Each of column already changed into desired data type
Check for missing value
## Rank Name Platform Year Genre Publisher
## 0 0 0 271 0 0
## NA_Sales EU_Sales JP_Sales Other_Sales Global_Sales
## 0 0 0 0 0
There is missing value, so we need to remove the missing data first
## [1] FALSE
Great!! No missing value anymore
Now, dataset is ready to be processed and analyzed
Brief explanation
## Rank Name Platform Year
## Min. : 1 Length:16327 DS :2133 Min. :1980
## 1st Qu.: 4136 Class :character PS2 :2127 1st Qu.:2003
## Median : 8295 Mode :character PS3 :1304 Median :2007
## Mean : 8293 Wii :1290 Mean :2006
## 3rd Qu.:12442 X360 :1235 3rd Qu.:2010
## Max. :16600 PSP :1197 Max. :2020
## (Other):7041
## Genre Publisher NA_Sales
## Action :3253 Electronic Arts : 1339 Min. : 0.0000
## Sports :2304 Activision : 966 1st Qu.: 0.0000
## Misc :1710 Namco Bandai Games : 928 Median : 0.0800
## Role-Playing:1471 Ubisoft : 918 Mean : 0.2654
## Shooter :1282 Konami Digital Entertainment: 823 3rd Qu.: 0.2400
## Adventure :1276 THQ : 712 Max. :41.4900
## (Other) :5031 (Other) :10641
## EU_Sales JP_Sales Other_Sales Global_Sales
## Min. : 0.0000 Min. : 0.00000 Min. : 0.00000 Min. : 0.0100
## 1st Qu.: 0.0000 1st Qu.: 0.00000 1st Qu.: 0.00000 1st Qu.: 0.0600
## Median : 0.0200 Median : 0.00000 Median : 0.01000 Median : 0.1700
## Mean : 0.1476 Mean : 0.07866 Mean : 0.04832 Mean : 0.5402
## 3rd Qu.: 0.1100 3rd Qu.: 0.04000 3rd Qu.: 0.04000 3rd Qu.: 0.4800
## Max. :29.0200 Max. :10.22000 Max. :10.57000 Max. :82.7400
##
most_global <- aggregate(Global_Sales~Genre,data_clean,sum)

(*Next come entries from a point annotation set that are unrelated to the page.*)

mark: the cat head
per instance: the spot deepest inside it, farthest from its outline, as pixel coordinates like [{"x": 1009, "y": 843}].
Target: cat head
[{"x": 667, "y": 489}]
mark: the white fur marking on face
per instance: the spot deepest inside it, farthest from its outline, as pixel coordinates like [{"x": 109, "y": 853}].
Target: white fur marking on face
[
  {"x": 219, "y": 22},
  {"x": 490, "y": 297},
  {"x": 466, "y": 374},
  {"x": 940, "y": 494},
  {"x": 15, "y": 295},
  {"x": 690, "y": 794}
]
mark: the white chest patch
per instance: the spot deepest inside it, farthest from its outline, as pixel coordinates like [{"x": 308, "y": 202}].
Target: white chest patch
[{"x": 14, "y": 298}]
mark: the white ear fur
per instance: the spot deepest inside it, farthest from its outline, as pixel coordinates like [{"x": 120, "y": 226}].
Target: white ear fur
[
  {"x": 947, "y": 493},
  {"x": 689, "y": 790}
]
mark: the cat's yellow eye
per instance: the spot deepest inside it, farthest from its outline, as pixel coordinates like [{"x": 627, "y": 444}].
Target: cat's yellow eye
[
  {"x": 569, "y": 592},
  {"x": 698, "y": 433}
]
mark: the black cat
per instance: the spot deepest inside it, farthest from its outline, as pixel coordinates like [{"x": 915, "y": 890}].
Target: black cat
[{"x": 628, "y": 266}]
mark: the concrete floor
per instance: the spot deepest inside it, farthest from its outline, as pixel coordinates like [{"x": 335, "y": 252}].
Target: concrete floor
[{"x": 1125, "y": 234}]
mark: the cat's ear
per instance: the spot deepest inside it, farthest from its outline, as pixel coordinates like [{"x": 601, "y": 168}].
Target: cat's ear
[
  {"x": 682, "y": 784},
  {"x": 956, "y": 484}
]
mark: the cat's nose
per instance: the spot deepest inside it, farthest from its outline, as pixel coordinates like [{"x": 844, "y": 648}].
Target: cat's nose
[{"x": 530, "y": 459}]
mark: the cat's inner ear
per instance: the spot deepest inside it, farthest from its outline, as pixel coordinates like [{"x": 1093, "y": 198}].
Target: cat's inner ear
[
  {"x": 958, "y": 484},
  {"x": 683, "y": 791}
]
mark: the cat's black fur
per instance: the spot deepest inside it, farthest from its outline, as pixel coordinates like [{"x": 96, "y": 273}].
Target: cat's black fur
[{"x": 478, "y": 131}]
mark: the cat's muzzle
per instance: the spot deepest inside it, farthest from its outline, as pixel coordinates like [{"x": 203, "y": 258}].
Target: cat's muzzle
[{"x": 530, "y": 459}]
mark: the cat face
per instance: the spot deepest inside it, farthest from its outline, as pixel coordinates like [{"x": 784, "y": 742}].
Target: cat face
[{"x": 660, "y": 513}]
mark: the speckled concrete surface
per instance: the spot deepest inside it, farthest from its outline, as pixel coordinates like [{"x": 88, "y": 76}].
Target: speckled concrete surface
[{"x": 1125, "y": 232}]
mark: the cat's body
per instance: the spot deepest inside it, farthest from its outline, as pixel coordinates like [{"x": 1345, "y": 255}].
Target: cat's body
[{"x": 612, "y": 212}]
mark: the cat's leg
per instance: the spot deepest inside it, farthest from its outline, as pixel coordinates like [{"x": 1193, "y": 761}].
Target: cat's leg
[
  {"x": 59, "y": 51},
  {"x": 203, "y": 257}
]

sort(most_global$Global_Sales, decreasing = T)[1]## [1] 1722.88
Answer : The highest total sales in the Global is 1772.88
2, Related to number 1, Which Genre is it?
## Genre Global_Sales
## 1 Action 1722.88
Answer : Action is the highest total sales in the Global
most_publish <- as.data.frame(sort(table(data_clean$Publisher),decreasing = T))[1:5,]
names(most_publish)[1]<-paste("Publisher")
most_publish## Publisher Freq
## 1 Electronic Arts 1339
## 2 Activision 966
## 3 Namco Bandai Games 928
## 4 Ubisoft 918
## 5 Konami Digital Entertainment 823
Answer : Electronic Arts(EA) is the Most Publish Game
ea <- data_clean[data_clean$Publisher=="Electronic Arts",]
NA.sum <- sum(ea$NA_Sales)
EU.sum <- sum(ea$EU_Sales)
JP.sum <- sum(ea$JP_Sales)
Other.sum <- sum(ea$Other_Sales)
ea.sum <- cbind("Electronic Arts"=c("NA_Sales","EU_Sales","JP_Sales","Other_Sales"))
ea.sum <- cbind(ea.sum,as.data.frame(c(NA.sum,EU.sum,JP.sum,Other.sum)))
names(ea.sum)[2] <- paste("Sales")
ea.sum## Electronic Arts Sales
## 1 NA_Sales 584.22
## 2 EU_Sales 367.38
## 3 JP_Sales 13.98
## 4 Other_Sales 127.63
Answer : Electronic Arts(EA) sales the most in North America or NA
most_salesea<- aggregate(Global_Sales~Name,ea,sum)
sort(most_salesea$Global_Sales, decreasing = T)[1]## [1] 19.02
## Name Global_Sales
## 130 FIFA 15 19.02
Answer : FIFA 15 is the most sales game in Electronic Arts(EA)
## [1] PS4 PS3 X360 XOne PSV Wii 3DS PC
## 31 Levels: 2600 3DO 3DS DC DS GB GBA GC GEN GG N64 NES NG PC PCFX PS ... XOne
Answer : You can Play FIFA 15 in PS4, PS3, X360, XOne, PSV, Wii, 3DS, PC
fifa <- ea[ea$Name=="FIFA 15",]
most_sales_fifa<- aggregate(Global_Sales~Platform,fifa,sum)
sort(most_sales_fifa$Global_Sales, decreasing = T)[1]## [1] 6.59
## Platform Global_Sales
## 4 PS4 6.59
Answer : FIFA 15 sales the most in PS4 platform
As you can see, EA has the most publish game. EA sales the most in North America with tatal of sales 584.22. and FIFA 15 was one of the most sales in EA. you can play FIFA 15 in PS4, PS3, X360, XOne, PSV, Wii, 3DS, PC. FIFA 15 Sales the most in PS4 with total of sales 6.59 in the global.